Morale has not been high for a while now at the Rather-Large-Bank. The CEO blames the media laying the slipper in and his minions have found all sorts of ways to make us sigh with giddiness at the sight of that shiny logo of ours.

Yesterday, while I was at home pretending to be sick, my team had a bake off.

“Polly!” said Shag-Fiend Director this morning, “you missed the bake off.”

She was not particularly enthused. Rather, she said it as though it was a blessing; that I had made the right choice to stay home and watch Days of Our Lives while Fat Global Head and No Neck Head of Risk battled each other out for baking supremacy.

Last week, when I was still doe-eyed about my future at the Rather-Large-Bank, the team got together for a catch up session. On a round table, where I was again the youngest of everyone, we had to tell each other what path we would take had banking not got the better of us.

“Professional golfer.”

“Editor of Vogue.”

“Chemist.”

“Civil Engineer.”

“Gigolo.”

“Shoe designer,” said Shag-Fiend Director.

The best one came from Francois, the Frenchiest man of my acquaintance.
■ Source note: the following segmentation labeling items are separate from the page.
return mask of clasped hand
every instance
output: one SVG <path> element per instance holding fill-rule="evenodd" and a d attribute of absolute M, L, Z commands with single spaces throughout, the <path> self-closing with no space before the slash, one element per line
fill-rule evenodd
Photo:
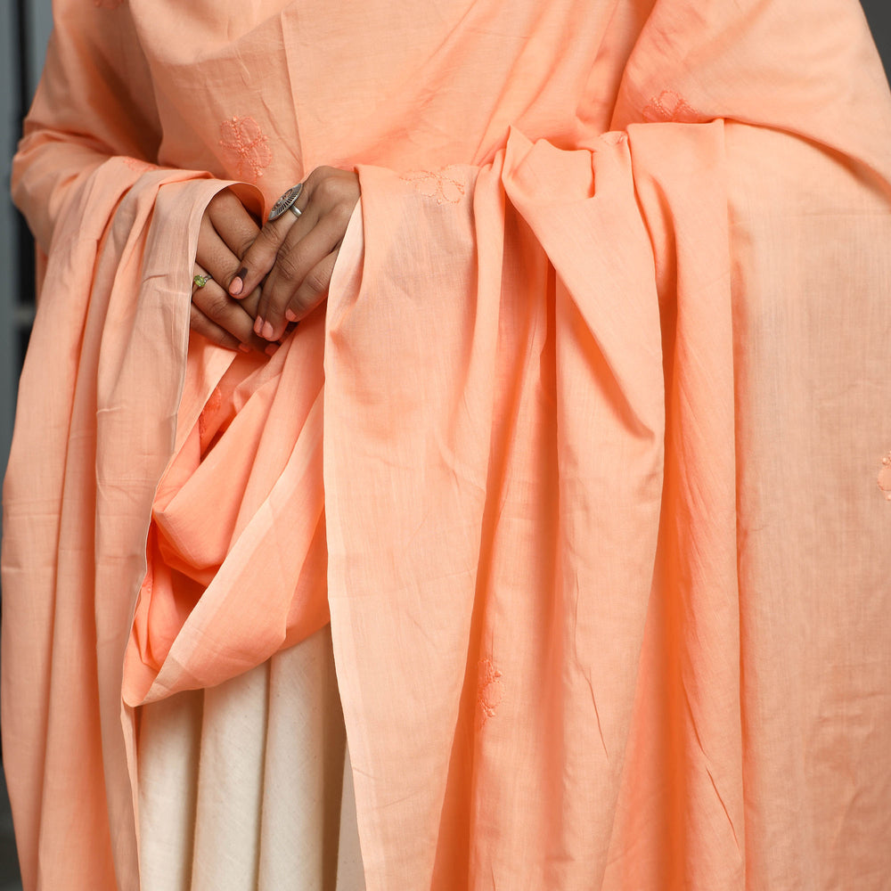
<path fill-rule="evenodd" d="M 348 170 L 316 168 L 296 202 L 257 226 L 229 189 L 201 219 L 195 262 L 213 276 L 192 289 L 192 330 L 230 349 L 274 352 L 288 325 L 327 296 L 347 225 L 359 200 Z"/>

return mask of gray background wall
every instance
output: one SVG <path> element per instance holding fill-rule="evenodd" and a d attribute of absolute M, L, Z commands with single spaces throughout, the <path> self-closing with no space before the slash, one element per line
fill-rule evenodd
<path fill-rule="evenodd" d="M 85 0 L 85 6 L 89 5 Z M 891 69 L 891 4 L 862 0 L 862 5 L 886 69 Z M 804 4 L 802 15 L 806 14 Z M 5 467 L 9 453 L 16 380 L 33 316 L 28 236 L 20 234 L 17 214 L 6 197 L 9 162 L 19 138 L 21 81 L 29 96 L 43 65 L 51 27 L 50 0 L 0 0 L 0 468 Z M 5 786 L 0 778 L 0 891 L 16 891 L 20 884 L 4 799 Z"/>

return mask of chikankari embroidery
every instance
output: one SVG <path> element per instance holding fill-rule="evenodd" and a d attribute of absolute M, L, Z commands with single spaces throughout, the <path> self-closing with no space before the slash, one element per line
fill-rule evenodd
<path fill-rule="evenodd" d="M 266 135 L 253 118 L 230 118 L 220 124 L 220 145 L 237 159 L 236 170 L 245 179 L 257 179 L 269 167 L 273 153 Z"/>
<path fill-rule="evenodd" d="M 607 145 L 621 145 L 628 141 L 628 135 L 621 130 L 609 130 L 608 133 L 601 133 L 600 138 Z"/>
<path fill-rule="evenodd" d="M 425 198 L 432 198 L 437 204 L 457 204 L 464 197 L 464 184 L 447 176 L 452 168 L 441 170 L 419 170 L 405 174 L 402 179 L 411 183 Z"/>
<path fill-rule="evenodd" d="M 128 155 L 120 155 L 119 157 L 127 167 L 136 173 L 148 173 L 149 170 L 158 169 L 156 165 L 150 164 L 148 161 L 141 161 L 138 158 L 130 158 Z"/>
<path fill-rule="evenodd" d="M 879 471 L 879 488 L 885 493 L 887 501 L 891 501 L 891 452 L 882 458 L 882 469 Z"/>
<path fill-rule="evenodd" d="M 479 707 L 479 725 L 495 716 L 495 709 L 501 704 L 502 673 L 492 659 L 480 659 L 478 666 L 477 705 Z"/>
<path fill-rule="evenodd" d="M 675 124 L 698 124 L 703 115 L 674 90 L 663 90 L 651 99 L 643 110 L 643 119 L 648 123 L 672 121 Z"/>
<path fill-rule="evenodd" d="M 219 387 L 214 388 L 214 391 L 208 397 L 208 401 L 201 409 L 201 413 L 198 416 L 198 439 L 200 443 L 200 448 L 203 456 L 210 446 L 213 437 L 217 435 L 219 421 L 217 417 L 220 406 L 223 405 L 223 394 Z"/>

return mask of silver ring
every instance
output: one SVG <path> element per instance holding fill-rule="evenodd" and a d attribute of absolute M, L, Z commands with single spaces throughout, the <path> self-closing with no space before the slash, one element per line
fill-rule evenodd
<path fill-rule="evenodd" d="M 268 222 L 272 223 L 273 220 L 277 220 L 286 210 L 290 210 L 295 217 L 299 217 L 303 211 L 300 210 L 299 208 L 295 208 L 294 205 L 297 203 L 297 200 L 300 197 L 301 192 L 303 192 L 302 183 L 298 183 L 297 185 L 290 188 L 273 205 L 273 208 L 269 211 L 269 216 L 266 217 Z"/>

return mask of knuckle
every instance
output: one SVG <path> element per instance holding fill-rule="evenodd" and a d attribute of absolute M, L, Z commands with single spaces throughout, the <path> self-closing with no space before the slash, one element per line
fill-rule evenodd
<path fill-rule="evenodd" d="M 338 181 L 331 176 L 324 176 L 315 186 L 314 197 L 318 195 L 319 200 L 325 204 L 331 204 L 336 201 L 339 194 L 339 185 Z"/>
<path fill-rule="evenodd" d="M 299 274 L 299 260 L 297 251 L 280 250 L 275 257 L 275 266 L 279 274 L 287 282 L 296 282 Z"/>
<path fill-rule="evenodd" d="M 204 311 L 212 319 L 225 318 L 229 312 L 228 298 L 220 294 L 208 297 Z"/>

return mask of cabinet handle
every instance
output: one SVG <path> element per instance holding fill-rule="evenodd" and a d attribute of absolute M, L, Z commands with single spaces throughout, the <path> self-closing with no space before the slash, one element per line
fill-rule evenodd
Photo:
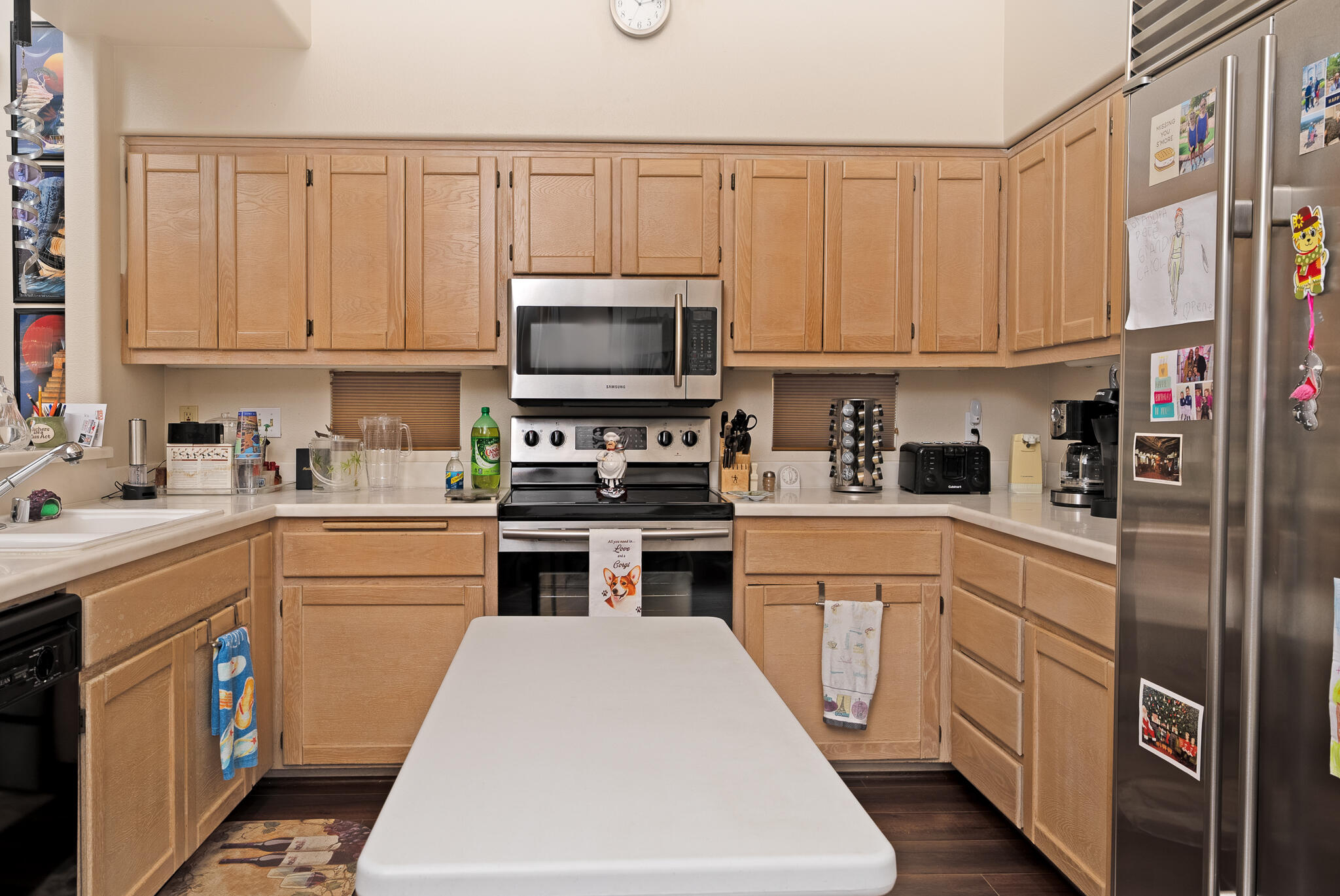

He speaks with a flowing rhythm, almost lyrical, but his face remains expressionless no matter the topic.

“Vell, I always thought,” he began, “I vould be, very good in adveetersing.”

Sniggers.

“In France, ve have very little adveetersing. It is only cars and vashing poadar… It is very generick. It is very easee to say that my shirt is cleaner and vyiter than yours, Fat Global Head. But I think I can really sex up vashing poadar…”

Uncontrolled laughter.


I wish my penchant for accents could shine through in writing.